Can we please not? People are leaving Windows because it slaps AI to everywhere unnecessary
There will be plenty of distros that don't. Ubuntu tracks as the first one that would.
I think RHEL and Fedora did first, could be wrong though
People running away from windows shouldn't chose ubuntu then, It might be the most popular distro- and somany people who do use it have similar nonchalant mindset as of windows users, so we people who don't want shit like that in our operating systems shouldnt use it.
Use Debian
If you want what Ubuntu promised, use Fedora. If you learned a bit after trying Ubuntu, use Debian. If you tried Ubuntu and kinda miss the ease of Windows, use Mint. If you think all of these options sound way too practical, try anything but Arch.
Ubuntu is the Windows 11 of Linux distros.
If they get it right (opt in by default, respects privacy, appropriately sandboxed for security, clearly defined use case, etc.) then I can see how this could be useful.
But it's a big if.
yup. at the moment if you want a truly private, properly useful local AI agent you basically have to set one up correctly, manually, yourself. Having one come as part of the OS already largely set up for the user would be a massive W.
but yeah, If.
I still don't understand how AI would be useful even if I owned the whole stack from the power station on up
Yet another reason to use a different distro.

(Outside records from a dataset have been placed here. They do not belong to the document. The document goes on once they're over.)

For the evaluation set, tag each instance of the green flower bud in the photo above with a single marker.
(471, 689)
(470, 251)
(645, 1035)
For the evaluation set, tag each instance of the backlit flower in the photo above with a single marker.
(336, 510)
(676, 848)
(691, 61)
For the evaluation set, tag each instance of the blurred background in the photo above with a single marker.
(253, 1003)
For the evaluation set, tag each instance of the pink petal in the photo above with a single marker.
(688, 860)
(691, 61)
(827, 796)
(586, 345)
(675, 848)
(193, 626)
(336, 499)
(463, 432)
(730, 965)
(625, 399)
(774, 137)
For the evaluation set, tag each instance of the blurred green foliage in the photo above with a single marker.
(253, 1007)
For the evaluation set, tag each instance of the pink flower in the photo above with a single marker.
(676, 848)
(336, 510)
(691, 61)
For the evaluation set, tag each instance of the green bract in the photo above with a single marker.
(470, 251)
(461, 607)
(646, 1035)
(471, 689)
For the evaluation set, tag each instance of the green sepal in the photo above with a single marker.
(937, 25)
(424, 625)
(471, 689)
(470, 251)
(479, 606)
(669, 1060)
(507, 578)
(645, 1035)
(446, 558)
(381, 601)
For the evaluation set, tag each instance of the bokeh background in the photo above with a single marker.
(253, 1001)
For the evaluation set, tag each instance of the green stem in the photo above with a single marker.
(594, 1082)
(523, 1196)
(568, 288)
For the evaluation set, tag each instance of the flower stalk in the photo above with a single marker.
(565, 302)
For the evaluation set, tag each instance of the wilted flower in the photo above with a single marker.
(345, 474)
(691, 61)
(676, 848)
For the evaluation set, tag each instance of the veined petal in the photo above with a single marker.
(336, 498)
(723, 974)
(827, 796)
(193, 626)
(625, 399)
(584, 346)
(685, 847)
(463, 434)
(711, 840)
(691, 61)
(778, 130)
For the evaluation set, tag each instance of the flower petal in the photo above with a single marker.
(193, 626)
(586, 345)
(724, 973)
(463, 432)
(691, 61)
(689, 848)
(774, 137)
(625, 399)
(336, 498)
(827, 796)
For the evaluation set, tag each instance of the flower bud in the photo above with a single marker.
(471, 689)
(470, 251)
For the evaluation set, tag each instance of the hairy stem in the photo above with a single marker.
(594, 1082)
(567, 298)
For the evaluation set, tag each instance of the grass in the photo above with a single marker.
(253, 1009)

Don't worry, Ubuntu users, it'll be optional. They will respect your choi... oh you've already left
I remember when Ubuntu was good. It sure isn't now.
I'm old too.
We'll damn, lubuntu was my goto for older hardware.
I also have a plan for Ubuntu Linux...
Okay, I understand that Linux Mint can be Ubuntu or Debian.. But as a Mint user, would these changes even take place on my end? I don't entirely understand how these versions are forked. I don't believe I use Ubuntu... But is mint just built on a new Ubuntu infrastructure?
Can someone smarter than me please help? Lol
So from my cursory research (I am a Debian user for context) it sounds like base mint is based off of Ubuntu and LMDE (Linux Mint Debian Edition) is directly based off of Debian.
The fact that Mint is based on Ubuntu does not necessarily mean that these Ai features will make it in. The Mint maintainers are still in charge of what comes prepackaged in the distro and can remove what they/the community does not like. I'm not sure on their alignment/history so I can't say for sure which way they will go.
If you use LMDE then the Mint maintainers don't need to remove the Ai features wince they were never in there in the first place.
Sorry I can't give you a direct yes or no... And this might be a lot of info that you already knew but hopefully this helps some others too.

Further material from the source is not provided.